Ainsi, la progression des dépenses de la PAC a été contenue : en 2002, ces dépenses représentaient la moitié du total des dépenses du budget européen, soit environ 40 milliards d'euros pour l'Europe des Quinze. En outre, plus de la moitié des dépenses de la PAC (21 milliards d'euros) était versée sous forme de paiements directs aux agriculteurs.

En France, sur un total d'aides publiques à l'agriculture de 16,4 milliards d'euros en 2004 (hors protection sociale agricole), les financements communautaires s'élevaient à 10,1 milliards d'euros, soit 61,2 % de l'ensemble des concours publics.

Depuis 1992, la PAC a donc évolué d'une politique de soutien par les prix à une politique d'aides directes aux agriculteurs, de plus en plus indépendantes de la nature et des quantités de denrées produites. Un nouveau cap a été franchi avec les accords de Luxembourg de juin 2003 sur la « nouvelle PAC ». Cette réorientation de la PAC a été largement dictée par les négociations internationales à l'OMC .

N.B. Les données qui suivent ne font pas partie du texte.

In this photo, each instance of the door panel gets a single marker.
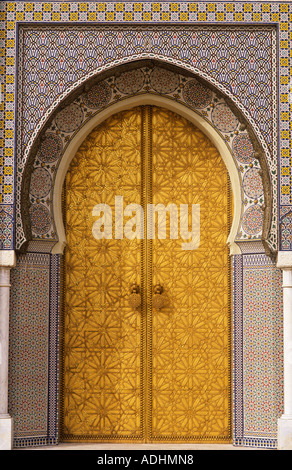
(190, 338)
(102, 338)
(146, 374)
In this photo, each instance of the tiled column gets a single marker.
(7, 261)
(285, 422)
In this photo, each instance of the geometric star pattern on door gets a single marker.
(146, 374)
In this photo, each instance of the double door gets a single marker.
(146, 313)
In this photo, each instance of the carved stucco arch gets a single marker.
(198, 115)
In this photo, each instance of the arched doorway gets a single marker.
(146, 373)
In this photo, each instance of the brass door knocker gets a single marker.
(135, 296)
(159, 299)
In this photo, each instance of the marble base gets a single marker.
(6, 432)
(285, 433)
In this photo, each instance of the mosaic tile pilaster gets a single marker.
(33, 358)
(258, 350)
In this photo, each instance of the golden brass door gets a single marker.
(146, 374)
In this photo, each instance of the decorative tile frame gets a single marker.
(247, 13)
(278, 14)
(157, 80)
(116, 38)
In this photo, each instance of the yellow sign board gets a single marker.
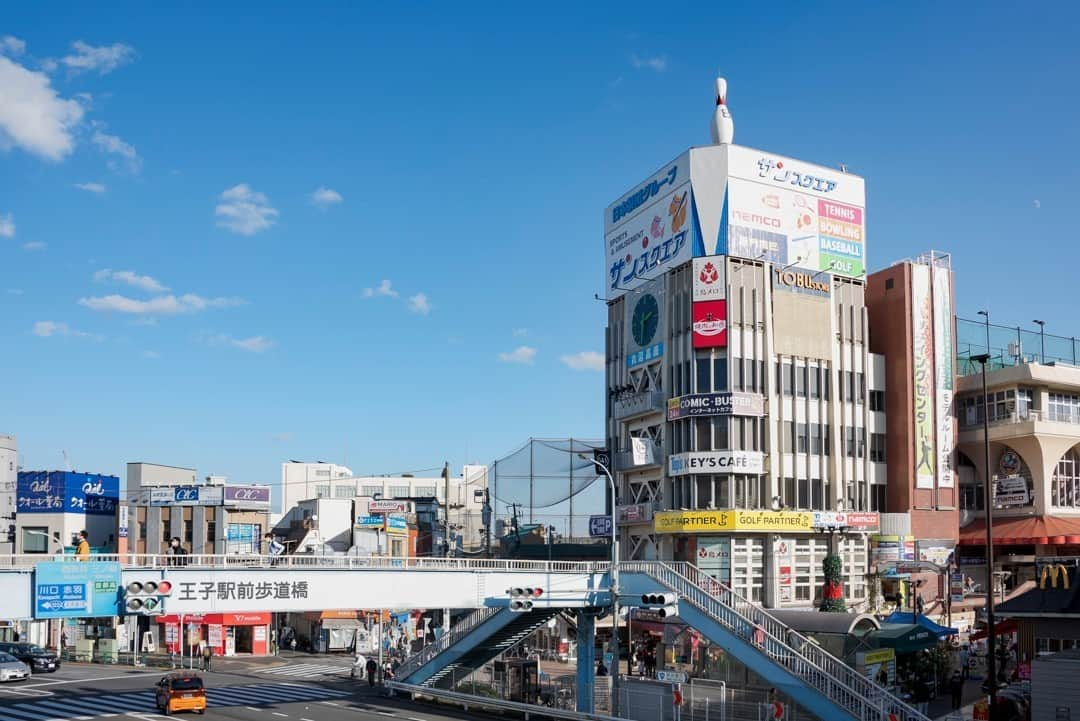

a) Les principaux aspects de la réforme actée le 26 juin 2003 à Luxembourg

Le Conseil européen des ministres de l'agriculture du 26 juin 2003 a décidé une réforme approfondie de la PAC dans le cadre des accords dits de Luxembourg.

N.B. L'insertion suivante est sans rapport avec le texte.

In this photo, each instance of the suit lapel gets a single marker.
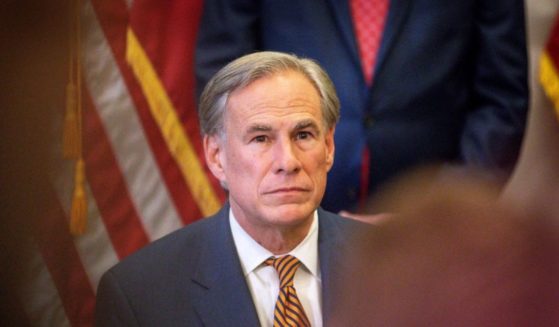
(223, 297)
(397, 15)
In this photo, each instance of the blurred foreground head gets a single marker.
(451, 256)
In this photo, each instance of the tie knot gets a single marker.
(286, 267)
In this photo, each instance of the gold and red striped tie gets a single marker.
(288, 311)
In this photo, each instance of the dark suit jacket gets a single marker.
(193, 277)
(450, 83)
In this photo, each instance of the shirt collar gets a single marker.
(252, 254)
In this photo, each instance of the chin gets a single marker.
(296, 212)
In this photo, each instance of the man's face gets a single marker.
(275, 154)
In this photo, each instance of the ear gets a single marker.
(213, 151)
(330, 147)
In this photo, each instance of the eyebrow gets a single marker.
(306, 124)
(259, 128)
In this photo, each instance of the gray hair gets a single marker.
(249, 68)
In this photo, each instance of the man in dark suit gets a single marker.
(268, 122)
(449, 82)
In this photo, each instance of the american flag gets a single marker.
(144, 167)
(549, 66)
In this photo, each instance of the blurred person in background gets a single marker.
(534, 184)
(419, 82)
(451, 256)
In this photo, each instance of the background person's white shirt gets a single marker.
(263, 280)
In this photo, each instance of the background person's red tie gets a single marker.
(288, 311)
(368, 22)
(369, 17)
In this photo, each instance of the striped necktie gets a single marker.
(288, 311)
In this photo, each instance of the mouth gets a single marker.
(288, 190)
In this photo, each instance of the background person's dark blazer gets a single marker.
(450, 82)
(193, 277)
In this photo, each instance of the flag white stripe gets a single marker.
(39, 295)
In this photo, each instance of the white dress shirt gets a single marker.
(263, 280)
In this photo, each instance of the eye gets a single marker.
(303, 135)
(260, 139)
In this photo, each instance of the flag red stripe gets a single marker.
(64, 264)
(173, 58)
(113, 18)
(109, 189)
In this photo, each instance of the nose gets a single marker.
(286, 157)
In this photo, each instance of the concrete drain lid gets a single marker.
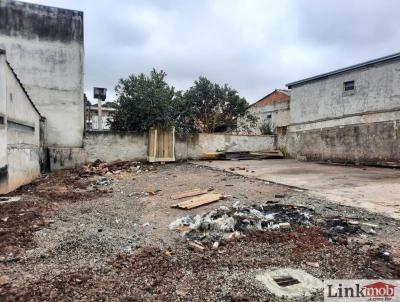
(4, 199)
(289, 282)
(286, 281)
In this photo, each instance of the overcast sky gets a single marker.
(253, 45)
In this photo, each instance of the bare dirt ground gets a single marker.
(71, 239)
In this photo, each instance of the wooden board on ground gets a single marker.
(199, 201)
(188, 194)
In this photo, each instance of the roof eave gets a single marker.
(385, 59)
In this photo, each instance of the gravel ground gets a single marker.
(97, 246)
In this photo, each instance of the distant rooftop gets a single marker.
(389, 58)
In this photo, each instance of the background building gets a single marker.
(92, 115)
(351, 114)
(272, 110)
(20, 131)
(44, 45)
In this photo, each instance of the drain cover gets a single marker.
(4, 199)
(286, 281)
(289, 282)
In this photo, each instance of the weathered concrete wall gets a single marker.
(377, 88)
(103, 145)
(371, 143)
(110, 146)
(328, 123)
(278, 112)
(204, 142)
(21, 132)
(45, 47)
(3, 120)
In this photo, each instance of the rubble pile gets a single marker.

L'entrée en vigueur sera progressive : certains éléments interviennent dès 2004 (notamment réforme des organisations communes de marché lait et céréales), les aspects horizontaux (découplage, modulation, conditionnalités des aides) entrent en vigueur à partir de 2005, avec possibilité de différer la mise en place du découplage à 2007.

Ainsi, la nouvelle politique agricole commune introduit deux mesures principales, d'une part le découplage des aides, d'autre part, la conditionnalité des aides désormais soumises au respect des règles essentielles de la législation européenne, notamment en matière d'environnement et de bien être des animaux . Le découplage introduit le principe de « droit à paiement unique » d'aides par exploitation, fixé sur la base d'une période de référence 2000 à 2002. L'année 2005 permettra une simulation en grandeur réelle de la réforme.

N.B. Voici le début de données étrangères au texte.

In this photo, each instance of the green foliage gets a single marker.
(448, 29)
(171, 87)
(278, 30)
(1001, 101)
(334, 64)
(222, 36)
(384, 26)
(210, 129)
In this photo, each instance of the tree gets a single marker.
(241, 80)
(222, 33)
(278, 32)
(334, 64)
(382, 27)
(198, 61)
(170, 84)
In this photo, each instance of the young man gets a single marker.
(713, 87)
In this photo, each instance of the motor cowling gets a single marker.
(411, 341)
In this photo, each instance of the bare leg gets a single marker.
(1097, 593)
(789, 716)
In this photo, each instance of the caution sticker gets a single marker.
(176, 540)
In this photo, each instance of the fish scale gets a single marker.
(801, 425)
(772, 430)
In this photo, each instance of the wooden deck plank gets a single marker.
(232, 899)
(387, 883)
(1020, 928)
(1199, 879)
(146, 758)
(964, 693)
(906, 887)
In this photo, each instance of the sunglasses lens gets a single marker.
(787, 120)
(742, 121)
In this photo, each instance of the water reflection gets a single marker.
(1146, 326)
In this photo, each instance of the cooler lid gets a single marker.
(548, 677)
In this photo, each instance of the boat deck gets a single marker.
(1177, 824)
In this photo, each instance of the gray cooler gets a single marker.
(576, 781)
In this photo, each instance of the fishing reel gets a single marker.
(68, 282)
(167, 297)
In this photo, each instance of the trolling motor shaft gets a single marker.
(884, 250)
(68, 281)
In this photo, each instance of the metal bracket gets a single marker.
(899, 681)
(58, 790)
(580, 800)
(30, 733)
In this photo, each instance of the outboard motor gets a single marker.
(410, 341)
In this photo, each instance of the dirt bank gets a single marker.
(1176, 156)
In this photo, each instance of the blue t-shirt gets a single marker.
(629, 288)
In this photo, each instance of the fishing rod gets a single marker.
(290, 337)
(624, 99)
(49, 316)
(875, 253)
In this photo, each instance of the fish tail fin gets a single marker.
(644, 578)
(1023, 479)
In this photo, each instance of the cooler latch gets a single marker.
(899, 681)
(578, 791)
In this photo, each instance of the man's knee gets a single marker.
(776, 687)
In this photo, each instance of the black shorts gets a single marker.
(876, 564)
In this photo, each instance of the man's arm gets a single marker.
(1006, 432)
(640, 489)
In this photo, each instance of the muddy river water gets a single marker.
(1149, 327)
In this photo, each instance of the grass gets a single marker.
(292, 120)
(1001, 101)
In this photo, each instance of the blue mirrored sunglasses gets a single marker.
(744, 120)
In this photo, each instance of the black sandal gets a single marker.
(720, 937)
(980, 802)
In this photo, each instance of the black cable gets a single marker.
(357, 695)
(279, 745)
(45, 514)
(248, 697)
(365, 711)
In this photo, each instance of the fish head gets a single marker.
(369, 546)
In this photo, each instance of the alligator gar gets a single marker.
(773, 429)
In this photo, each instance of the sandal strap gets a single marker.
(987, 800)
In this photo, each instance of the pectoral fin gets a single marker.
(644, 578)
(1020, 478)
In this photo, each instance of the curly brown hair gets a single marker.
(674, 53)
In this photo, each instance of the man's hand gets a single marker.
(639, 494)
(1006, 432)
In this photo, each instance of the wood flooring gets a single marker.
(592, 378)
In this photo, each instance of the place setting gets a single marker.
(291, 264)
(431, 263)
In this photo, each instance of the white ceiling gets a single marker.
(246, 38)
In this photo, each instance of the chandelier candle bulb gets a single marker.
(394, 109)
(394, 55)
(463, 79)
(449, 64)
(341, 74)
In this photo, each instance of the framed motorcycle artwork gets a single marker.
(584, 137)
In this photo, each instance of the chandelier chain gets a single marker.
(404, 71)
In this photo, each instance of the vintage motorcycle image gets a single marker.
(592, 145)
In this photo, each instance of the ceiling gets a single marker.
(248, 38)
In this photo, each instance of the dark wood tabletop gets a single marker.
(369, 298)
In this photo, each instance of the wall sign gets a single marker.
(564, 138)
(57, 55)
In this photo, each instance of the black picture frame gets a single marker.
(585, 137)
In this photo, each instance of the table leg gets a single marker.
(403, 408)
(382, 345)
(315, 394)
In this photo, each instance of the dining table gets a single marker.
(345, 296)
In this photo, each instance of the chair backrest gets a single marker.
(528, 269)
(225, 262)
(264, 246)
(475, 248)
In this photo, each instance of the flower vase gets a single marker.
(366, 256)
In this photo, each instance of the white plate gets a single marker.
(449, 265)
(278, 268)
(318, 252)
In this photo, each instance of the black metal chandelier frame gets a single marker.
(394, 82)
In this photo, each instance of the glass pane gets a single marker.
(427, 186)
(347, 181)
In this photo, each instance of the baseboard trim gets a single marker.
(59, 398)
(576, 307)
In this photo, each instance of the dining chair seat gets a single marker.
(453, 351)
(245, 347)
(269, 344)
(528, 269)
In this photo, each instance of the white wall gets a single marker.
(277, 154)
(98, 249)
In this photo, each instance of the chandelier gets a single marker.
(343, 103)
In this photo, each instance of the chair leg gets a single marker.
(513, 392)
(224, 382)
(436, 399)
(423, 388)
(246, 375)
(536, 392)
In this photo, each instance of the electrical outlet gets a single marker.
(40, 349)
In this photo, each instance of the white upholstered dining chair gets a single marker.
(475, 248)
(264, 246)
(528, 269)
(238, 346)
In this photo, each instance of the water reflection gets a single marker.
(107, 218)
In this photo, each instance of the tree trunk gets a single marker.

Ainsi, chaque agriculteur connaîtra précisément les caractéristiques de son exploitation au regard des droits à paiement qu'il pourra faire valoir pour bénéficier des aides uniques. A cet égard, la France a choisi de conserver la référence historique par exploitation afin de permettre à chaque agriculteur de continuer à bénéficier d'un niveau équivalent d'aides. L'envoi des références historiques à chaque agriculteur a eu lieu de 15 octobre 2005 et le découplage partiel des aides s'appliquera à compter de 2006.

La mise en oeuvre des principaux aspects de la réforme de la PAC

1- L'impact de la réforme de la PAC sur les politiques sectorielles

Céréales, oléagineux, protéagineux

Le prix d'intervention et les instruments de régulation de marché sont maintenus à deux exceptions : le seigle est exclu du régime d'intervention, la correction saisonnière du prix d'intervention (majorations mensuelles) est diminuée de moitié.

Contrairement à la demande de la Commission de dissocier complètement les montants des aides directes du niveau de production - découplage total -, l'accord de Luxembourg prévoit un découplage partiel à hauteur de 75 % pour les cultures céréalières. Les pays qui souhaitent opérer un découplage total peuvent cependant le faire. L'obligation de jachère est maintenue.

Le supplément actuel pour les protéagineux est transformé en paiement spécifique fondé sur la superficie, à raison de 55,57 euros/ha.

Le supplément pour le blé dur sera réduit progressivement de 313 euros/ha en 2004 à 285 euros/ha à compter de 2006. Une nouvelle prime sera introduite pour améliorer la qualité du blé dur servant à produire des semoules et des pâtes alimentaires. Hors des zones traditionnelles de production, l'aide spécifique sera progressivement éliminée.

Autres productions végétales

Pour encourager les cultures énergétiques (cultures arables servant à produire des bio-carburants...), un crédit carbone de 45 euros/ha est institué.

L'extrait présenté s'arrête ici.